MIN_CROSSWORD_QUALITY = 30 # Minimum collaborative score
MIN_ZIPF_SCORE = 2.0 # Minimum SUBTLEX frequency
Quality Scoring Systems Comparison
WordFreq (Current)
- Scale: Frequency values (logarithmic)
- Basis: Web text frequency
- Issues: No quality filtering, includes inappropriate content
Collaborative Word List
- Scale: 10-100 quality score
- Basis: Crossword constructor consensus
- Interpretation:
- 70-100: Excellent crossword words (common, clean)
- 40-69: Good crossword words (moderate difficulty)
- 10-39: Challenging words (obscure, specialized)
SUBTLEX Zipf Scale
- Scale: 1-7 (logarithmic)
- Basis: Psycholinguistic word processing research
- Interpretation:
- 6-7: Ultra common (THE, AND, OF)
- 4-5: Common (HOUSE, WATER, FRIEND)
- 2-3: Uncommon (BIZARRE, ELOQUENT)
- 1: Rare (OBSEQUIOUS, PERSPICACIOUS)
Expected Benefits
Immediate Quality Improvements:
- Cleaner intersections: No more "ethology/guns/porn" issues
- Family-friendly vocabulary: Community-curated appropriateness
- Better difficulty calibration: Psycholinguistically validated scales
- Crossword-optimized: Words chosen for puzzle suitability
Long-term Advantages:
- Community support: Active maintenance by crossword constructors
- Research backing: SUBTLEX has extensive academic validation
- Hybrid flexibility: Can combine multiple quality signals
- Scalability: Easy to add new vocabulary sources
Migration Strategy
Week 1: Data Integration
- Download and preprocess Collaborative Word List
- Create vocabulary loading pipeline
- Implement basic quality filtering
Week 2: Scoring System
- Implement hybrid quality scoring
- Map quality scores to difficulty levels
- Test with existing multi-topic intersection methods
Week 3: Performance Validation
- A/B test against WordFreq baseline
- Measure semantic intersection quality
- Validate difficulty calibration
Week 4: Production Deployment
- Update environment configuration
- Monitor vocabulary coverage
- Collect user feedback on word quality
Alternative Implementation: Gradual Migration
For lower risk, implement gradual migration:
def get_word_quality(word):
"""Gradual migration approach"""
if word in collaborative_scores:
# Use collaborative score if available
return collaborative_scores[word] / 100.0
elif word in subtlex_zipf:
# Fallback to SUBTLEX
return subtlex_zipf[word] / 7.0
else:
# Final fallback to WordFreq
return word_frequency(word, 'en')
This allows testing new vocabulary sources while maintaining compatibility with existing words not found in curated lists.
Conclusion (Updated After Hands-On Evaluation)
Key Finding: Most "crossword-specific" vocabulary lists contain significant amounts of junk data that require extensive cleanup, defeating their supposed advantage over general-purpose sources.
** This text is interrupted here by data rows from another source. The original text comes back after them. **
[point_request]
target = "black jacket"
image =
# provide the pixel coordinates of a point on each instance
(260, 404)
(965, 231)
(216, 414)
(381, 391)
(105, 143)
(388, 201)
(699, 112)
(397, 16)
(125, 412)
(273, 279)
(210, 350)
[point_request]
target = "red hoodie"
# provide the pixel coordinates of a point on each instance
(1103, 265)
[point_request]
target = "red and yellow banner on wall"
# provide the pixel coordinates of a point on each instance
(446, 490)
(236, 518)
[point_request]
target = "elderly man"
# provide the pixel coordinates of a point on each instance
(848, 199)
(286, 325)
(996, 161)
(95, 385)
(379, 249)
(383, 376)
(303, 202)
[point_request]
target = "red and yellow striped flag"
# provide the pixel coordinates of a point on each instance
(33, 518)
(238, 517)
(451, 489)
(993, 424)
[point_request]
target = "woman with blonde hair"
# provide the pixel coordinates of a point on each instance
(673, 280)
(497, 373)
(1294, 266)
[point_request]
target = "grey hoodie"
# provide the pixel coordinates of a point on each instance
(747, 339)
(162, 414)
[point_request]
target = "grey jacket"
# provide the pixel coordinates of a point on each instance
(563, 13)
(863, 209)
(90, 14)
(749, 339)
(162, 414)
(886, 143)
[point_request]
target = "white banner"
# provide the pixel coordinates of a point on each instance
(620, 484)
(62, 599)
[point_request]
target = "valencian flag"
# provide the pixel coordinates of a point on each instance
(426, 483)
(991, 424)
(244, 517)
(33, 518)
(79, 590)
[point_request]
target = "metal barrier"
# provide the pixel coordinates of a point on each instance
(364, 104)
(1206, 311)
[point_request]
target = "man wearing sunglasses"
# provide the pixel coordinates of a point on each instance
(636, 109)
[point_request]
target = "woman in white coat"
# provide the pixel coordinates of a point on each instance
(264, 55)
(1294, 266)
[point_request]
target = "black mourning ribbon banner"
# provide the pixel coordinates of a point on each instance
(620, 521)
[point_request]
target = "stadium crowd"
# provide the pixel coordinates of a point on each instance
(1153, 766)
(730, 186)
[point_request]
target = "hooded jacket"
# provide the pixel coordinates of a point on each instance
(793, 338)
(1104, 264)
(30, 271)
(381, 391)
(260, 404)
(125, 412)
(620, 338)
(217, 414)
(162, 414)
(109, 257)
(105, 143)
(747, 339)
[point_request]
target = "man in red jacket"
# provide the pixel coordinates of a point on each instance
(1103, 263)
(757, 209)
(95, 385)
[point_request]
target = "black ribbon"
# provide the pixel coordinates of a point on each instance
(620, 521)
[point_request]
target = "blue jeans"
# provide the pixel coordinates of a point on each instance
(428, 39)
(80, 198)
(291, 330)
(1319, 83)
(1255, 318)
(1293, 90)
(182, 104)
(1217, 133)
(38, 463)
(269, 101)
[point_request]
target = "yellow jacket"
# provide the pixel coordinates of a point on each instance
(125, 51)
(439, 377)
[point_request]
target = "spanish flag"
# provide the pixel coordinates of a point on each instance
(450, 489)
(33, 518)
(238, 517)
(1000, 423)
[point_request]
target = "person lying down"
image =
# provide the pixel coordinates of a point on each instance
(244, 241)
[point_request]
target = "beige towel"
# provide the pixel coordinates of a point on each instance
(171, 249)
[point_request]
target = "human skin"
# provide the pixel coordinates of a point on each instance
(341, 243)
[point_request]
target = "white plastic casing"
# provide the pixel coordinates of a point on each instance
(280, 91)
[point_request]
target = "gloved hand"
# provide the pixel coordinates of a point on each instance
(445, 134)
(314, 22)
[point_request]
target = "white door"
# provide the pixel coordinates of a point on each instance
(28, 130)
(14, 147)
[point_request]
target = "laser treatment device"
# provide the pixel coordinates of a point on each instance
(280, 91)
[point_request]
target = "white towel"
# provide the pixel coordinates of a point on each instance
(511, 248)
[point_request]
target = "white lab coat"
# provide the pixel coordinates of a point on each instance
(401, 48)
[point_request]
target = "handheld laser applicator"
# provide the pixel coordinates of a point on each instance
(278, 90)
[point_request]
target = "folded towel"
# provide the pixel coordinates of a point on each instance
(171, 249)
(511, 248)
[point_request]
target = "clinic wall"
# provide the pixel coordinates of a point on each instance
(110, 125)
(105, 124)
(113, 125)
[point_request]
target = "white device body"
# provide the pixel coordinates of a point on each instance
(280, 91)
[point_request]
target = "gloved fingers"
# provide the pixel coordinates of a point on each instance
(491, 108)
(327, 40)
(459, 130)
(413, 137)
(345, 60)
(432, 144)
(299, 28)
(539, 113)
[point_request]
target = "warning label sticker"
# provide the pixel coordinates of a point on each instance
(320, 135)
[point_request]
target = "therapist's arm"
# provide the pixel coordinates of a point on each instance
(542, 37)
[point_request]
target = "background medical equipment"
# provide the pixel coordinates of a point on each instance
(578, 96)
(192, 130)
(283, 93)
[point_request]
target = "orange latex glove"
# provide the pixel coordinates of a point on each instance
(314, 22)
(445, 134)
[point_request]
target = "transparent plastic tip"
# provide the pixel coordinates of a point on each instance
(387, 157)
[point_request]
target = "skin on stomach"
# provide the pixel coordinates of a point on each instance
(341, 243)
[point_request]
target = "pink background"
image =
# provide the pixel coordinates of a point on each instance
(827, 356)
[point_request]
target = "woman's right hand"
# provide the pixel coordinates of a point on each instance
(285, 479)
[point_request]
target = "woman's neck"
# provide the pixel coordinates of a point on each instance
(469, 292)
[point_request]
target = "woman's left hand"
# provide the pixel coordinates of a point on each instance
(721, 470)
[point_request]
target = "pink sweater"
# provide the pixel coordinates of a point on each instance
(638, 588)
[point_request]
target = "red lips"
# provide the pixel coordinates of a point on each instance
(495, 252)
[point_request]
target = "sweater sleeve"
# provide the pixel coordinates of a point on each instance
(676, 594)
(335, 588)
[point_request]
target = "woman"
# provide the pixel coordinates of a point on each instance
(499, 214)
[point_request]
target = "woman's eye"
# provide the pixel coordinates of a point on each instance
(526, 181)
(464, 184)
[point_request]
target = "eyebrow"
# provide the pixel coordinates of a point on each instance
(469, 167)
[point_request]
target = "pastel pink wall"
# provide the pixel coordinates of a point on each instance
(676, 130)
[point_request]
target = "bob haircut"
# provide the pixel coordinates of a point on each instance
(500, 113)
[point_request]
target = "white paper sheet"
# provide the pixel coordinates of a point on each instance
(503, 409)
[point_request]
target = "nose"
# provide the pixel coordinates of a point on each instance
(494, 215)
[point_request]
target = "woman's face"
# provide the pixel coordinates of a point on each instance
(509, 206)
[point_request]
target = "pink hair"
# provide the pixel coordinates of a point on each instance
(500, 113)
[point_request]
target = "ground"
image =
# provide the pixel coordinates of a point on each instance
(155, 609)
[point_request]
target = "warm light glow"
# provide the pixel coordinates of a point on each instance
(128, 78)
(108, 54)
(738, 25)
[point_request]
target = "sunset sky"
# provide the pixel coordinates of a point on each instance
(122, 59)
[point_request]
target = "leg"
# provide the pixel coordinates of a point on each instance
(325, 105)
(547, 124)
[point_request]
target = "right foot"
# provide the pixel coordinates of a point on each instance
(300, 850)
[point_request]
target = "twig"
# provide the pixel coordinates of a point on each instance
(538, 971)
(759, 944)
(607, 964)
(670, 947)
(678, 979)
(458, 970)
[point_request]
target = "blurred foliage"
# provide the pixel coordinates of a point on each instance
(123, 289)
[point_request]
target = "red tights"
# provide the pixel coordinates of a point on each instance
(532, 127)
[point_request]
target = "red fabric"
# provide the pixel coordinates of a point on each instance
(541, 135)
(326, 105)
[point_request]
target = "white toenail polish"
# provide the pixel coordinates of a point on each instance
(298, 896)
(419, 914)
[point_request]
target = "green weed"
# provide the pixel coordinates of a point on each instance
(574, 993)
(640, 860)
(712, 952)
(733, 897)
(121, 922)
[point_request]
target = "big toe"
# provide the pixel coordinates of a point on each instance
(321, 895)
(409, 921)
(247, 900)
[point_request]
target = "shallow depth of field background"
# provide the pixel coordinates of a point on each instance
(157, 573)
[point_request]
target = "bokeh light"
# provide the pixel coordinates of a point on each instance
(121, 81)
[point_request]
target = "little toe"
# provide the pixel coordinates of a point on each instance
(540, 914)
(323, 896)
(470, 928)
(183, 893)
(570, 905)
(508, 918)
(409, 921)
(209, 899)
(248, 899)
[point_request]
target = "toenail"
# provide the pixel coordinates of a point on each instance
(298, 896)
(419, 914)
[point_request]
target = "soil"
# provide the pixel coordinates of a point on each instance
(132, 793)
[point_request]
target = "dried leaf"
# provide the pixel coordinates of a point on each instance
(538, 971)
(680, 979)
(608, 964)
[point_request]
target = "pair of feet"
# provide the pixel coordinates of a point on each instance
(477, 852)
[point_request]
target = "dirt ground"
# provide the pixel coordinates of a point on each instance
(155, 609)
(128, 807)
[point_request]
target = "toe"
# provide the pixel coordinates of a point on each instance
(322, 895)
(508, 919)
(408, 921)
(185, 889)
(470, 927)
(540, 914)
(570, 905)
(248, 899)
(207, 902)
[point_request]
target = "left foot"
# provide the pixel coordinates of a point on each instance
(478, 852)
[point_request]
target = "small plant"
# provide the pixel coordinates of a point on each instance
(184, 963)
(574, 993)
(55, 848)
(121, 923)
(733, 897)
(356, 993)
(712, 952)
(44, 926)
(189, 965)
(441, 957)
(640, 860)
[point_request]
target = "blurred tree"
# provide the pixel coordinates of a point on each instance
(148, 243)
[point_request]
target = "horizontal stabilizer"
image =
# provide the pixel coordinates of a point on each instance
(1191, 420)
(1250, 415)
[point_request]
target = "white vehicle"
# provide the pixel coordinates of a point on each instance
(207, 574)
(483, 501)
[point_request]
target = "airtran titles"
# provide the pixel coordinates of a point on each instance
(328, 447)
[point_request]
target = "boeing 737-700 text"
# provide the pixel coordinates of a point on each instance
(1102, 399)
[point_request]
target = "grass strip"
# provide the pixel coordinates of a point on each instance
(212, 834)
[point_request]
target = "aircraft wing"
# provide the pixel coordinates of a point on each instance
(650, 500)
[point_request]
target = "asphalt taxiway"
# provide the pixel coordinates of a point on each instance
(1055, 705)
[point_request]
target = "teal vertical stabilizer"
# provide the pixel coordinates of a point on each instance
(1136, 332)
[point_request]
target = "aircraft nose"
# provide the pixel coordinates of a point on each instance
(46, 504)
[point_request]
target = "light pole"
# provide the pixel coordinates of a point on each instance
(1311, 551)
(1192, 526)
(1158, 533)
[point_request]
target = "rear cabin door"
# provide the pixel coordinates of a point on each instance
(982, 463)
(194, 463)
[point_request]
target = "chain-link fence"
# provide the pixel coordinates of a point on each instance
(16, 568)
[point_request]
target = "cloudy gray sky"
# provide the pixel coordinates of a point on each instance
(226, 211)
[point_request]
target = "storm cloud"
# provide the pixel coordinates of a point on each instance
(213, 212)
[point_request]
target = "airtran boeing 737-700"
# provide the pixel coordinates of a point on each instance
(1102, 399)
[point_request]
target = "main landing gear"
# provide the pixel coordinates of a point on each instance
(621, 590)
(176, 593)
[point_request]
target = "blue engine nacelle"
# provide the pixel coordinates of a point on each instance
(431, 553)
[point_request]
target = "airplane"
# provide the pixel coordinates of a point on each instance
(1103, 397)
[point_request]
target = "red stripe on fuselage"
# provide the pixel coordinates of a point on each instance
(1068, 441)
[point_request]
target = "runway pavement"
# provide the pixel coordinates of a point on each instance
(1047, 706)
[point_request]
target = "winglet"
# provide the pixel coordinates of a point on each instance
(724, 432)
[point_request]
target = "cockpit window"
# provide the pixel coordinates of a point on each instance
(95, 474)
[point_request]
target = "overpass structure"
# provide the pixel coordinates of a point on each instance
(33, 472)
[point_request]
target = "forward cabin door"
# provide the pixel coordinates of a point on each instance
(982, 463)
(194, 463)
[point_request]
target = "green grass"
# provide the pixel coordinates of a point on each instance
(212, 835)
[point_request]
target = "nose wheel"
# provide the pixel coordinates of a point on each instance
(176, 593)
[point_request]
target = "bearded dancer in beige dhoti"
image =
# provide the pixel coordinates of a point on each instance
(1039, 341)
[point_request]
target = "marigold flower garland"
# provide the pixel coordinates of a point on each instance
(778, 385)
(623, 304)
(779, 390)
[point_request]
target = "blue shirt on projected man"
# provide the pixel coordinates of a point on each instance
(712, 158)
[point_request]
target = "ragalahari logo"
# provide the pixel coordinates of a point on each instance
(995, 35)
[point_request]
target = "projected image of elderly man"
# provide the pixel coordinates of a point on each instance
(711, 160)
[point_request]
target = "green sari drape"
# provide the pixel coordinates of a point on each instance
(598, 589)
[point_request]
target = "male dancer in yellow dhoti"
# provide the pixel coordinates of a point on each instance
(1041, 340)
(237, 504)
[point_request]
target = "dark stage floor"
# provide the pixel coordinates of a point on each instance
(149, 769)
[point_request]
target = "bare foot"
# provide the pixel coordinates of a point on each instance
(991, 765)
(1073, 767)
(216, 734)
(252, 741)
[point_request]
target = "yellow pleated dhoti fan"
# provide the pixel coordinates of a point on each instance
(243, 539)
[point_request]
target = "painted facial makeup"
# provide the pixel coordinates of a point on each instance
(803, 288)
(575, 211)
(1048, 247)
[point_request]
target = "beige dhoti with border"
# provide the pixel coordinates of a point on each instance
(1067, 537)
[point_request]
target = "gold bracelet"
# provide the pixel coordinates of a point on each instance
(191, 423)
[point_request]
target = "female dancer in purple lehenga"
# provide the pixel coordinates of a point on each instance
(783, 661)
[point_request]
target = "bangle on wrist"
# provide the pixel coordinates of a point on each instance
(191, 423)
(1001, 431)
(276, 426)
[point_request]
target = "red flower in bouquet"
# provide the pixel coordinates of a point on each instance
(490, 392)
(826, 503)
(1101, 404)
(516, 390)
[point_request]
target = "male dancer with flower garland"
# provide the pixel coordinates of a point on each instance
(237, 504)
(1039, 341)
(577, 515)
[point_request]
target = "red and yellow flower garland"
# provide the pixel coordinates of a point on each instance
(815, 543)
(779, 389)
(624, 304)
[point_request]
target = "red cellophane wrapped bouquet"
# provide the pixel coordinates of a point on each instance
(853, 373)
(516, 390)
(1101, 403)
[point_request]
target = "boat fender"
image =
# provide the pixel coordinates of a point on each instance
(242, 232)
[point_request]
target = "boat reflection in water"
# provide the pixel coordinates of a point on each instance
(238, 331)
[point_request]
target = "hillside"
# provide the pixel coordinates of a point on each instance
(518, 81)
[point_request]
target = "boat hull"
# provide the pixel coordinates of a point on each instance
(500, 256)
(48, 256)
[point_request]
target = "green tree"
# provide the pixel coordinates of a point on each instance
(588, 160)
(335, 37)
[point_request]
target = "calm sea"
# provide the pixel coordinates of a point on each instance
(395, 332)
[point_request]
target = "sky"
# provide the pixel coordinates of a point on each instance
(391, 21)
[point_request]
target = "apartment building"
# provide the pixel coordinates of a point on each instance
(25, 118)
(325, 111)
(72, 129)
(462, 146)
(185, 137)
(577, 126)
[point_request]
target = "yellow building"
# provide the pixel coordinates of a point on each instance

Recommended Solution: Combine high-quality general sources instead:
- COCA free sample (6K words) for core high-quality vocabulary
- Peter Norvig's 100K list for clean, broad coverage
- SUBTLEX for psycholinguistically validated difficulty grading
- Avoid crossword-specific lists until they improve their curation
This hybrid approach provides:
- Clean vocabulary: No
10THGENCONSOLE,zzzzzzzzzzzzzzz, orAAAAUTOCLUBgarbage - Academic validation: COCA and SUBTLEX are research-proven
- Industry credibility: Norvig's list comes from Google's Director of Research
- Reasonable coverage: 6K-100K words should handle most crossword needs
- Better difficulty calibration: Psycholinguistic frequency data beats arbitrary scores
Next Steps:
- Start with COCA free sample as proof of concept
- Extend with filtered SUBTLEX for broader coverage
- Validate against Norvig's clean list
- Consider COCA full version if budget allows
The investment in clean, research-backed vocabulary data will dramatically improve puzzle quality without the cleanup nightmare of supposedly "crossword-specific" sources.